The DataFrame.to_sql()
uses the built into pandaspandas.io.sql
package , which itself relies on the SQLAlchemy as a database abstraction layer. DataFrame.to_sql()
使用内置的 pandaspandas.io.sql
包,它本身依赖于 SQLAlchemy 作为数据库抽象层。 In order to create a "temporary" table in SQLAlchemy ORM, you need to supply a prefix :为了在 SQLAlchemy ORM 中创建“临时”表, 您需要提供一个前缀:
t = Table(
't', metadata,
Column('id', Integer, primary_key=True),
# ...
prefixes=['TEMPORARY'],
)
From what I see, pandas.io.sql
does not allow you to specify the prefixes
or easily change the way tables are created.据我
pandas.io.sql
, pandas.io.sql
不允许您指定prefixes
或轻松更改表的创建方式。
One way to approach this problem would be to create the temporary table beforehand and use to_sql()
with if_exists="append"
(all using the same database connection).解决此问题的一种方法是预先创建临时表并使用带有
if_exists="append"
to_sql()
(都使用相同的数据库连接)。
Here is also what I've tried to do: override the pandas.io.sql.SQLTable
's _create_table_setup()
method and pass the prefixes
to the Table
constructor.这也是我尝试做的:覆盖
pandas.io.sql.SQLTable
的_create_table_setup()
方法并将prefixes
传递给Table
构造函数。 For some reason, the table was still created non-temporary.出于某种原因,该表仍然是非临时创建的。 Not sure if it would help, but here is the code I was using: gist .
不确定它是否会有所帮助,但这是我使用的代码: gist 。 This is kind of hacky, but I hope it would at least serve as an example code to get you started on this approach.
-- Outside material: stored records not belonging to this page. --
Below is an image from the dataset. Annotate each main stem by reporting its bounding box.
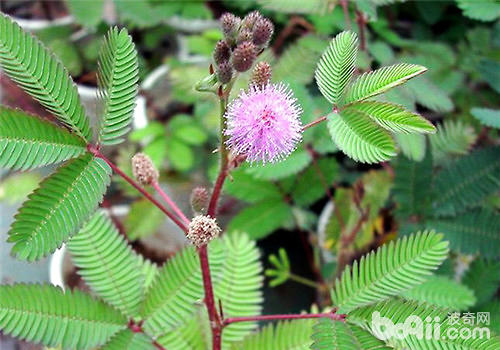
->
[198,86,231,350]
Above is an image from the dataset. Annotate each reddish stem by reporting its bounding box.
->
[302,115,326,131]
[151,180,190,226]
[198,245,222,350]
[87,144,187,232]
[222,310,346,327]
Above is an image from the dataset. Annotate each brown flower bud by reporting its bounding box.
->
[219,12,241,38]
[132,153,159,186]
[233,41,257,72]
[241,11,263,30]
[250,61,272,86]
[217,61,233,84]
[214,40,231,64]
[190,187,208,213]
[186,215,222,248]
[253,18,274,46]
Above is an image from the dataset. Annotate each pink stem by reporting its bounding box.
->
[87,145,187,233]
[151,181,190,226]
[222,310,346,327]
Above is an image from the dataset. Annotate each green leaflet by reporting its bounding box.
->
[393,152,432,219]
[402,276,476,310]
[311,318,390,350]
[328,109,396,163]
[68,213,144,317]
[347,101,436,133]
[142,234,262,350]
[332,231,448,313]
[97,27,139,145]
[429,119,477,164]
[0,106,85,170]
[227,199,293,239]
[343,63,427,104]
[231,320,314,350]
[100,329,156,350]
[0,284,127,349]
[315,31,358,105]
[8,153,111,261]
[426,209,500,258]
[433,147,500,216]
[0,14,92,141]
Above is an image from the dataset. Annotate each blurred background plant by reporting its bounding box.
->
[0,0,500,348]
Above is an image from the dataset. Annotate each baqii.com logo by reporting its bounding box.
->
[371,311,491,340]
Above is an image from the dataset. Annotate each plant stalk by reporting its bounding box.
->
[87,145,187,233]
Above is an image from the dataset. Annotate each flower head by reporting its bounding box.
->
[225,83,302,163]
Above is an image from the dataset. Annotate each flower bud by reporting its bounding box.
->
[186,215,222,248]
[132,153,159,186]
[253,18,274,46]
[214,40,231,64]
[220,12,241,38]
[241,11,263,30]
[236,28,253,44]
[190,187,208,213]
[217,61,233,84]
[233,41,257,72]
[250,62,272,87]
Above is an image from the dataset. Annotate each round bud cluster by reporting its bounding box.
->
[250,61,272,87]
[190,187,208,213]
[186,215,222,248]
[132,153,159,186]
[213,11,274,84]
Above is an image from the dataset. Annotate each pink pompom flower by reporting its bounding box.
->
[225,83,302,163]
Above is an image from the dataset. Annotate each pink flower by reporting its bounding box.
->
[226,83,302,163]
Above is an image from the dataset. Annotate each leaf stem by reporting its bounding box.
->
[222,309,346,327]
[302,115,326,131]
[87,144,187,233]
[151,180,190,226]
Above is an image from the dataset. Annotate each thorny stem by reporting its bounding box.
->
[87,145,187,232]
[151,180,190,226]
[222,309,346,327]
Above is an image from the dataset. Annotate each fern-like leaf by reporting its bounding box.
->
[347,101,436,133]
[231,320,314,350]
[433,147,500,216]
[0,106,85,170]
[311,318,390,350]
[67,213,144,317]
[429,120,477,164]
[402,276,476,310]
[0,284,127,349]
[101,329,156,350]
[315,31,358,105]
[97,27,138,145]
[0,13,92,141]
[344,63,427,104]
[8,153,111,261]
[392,152,432,219]
[328,109,396,163]
[427,209,500,258]
[142,233,262,349]
[332,231,448,313]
这有点 hacky,但我希望它至少可以作为示例代码,让您开始使用这种方法。
This may be a bit hacky and it doesn't technically create a temporary table, it just acts like one, but you could create use the @contextmanager
decorator from contextlib
to create the table upon opening the context and drop it upon close.这可能有点 hacky,它在技术上并没有创建临时表,它只是像一个临时表一样,但是您可以使用
@contextmanager
装饰器在打开contextlib
时创建表并在关闭时删除它。 Could look something like:可能看起来像:
from contextlib import contextmanager
import numpy as np
import sqlalchemy as sqla
import pandas as pd
@contextmanager
def temp_table(frame, tbl, eng, *args, **kwargs):
frame.to_sql(tbl, eng, *args, **kwargs)
yield
eng.execute('DROP TABLE {}'.format(tbl))
df = pd.DataFrame(np.random.randint(21, size=(10, 10)))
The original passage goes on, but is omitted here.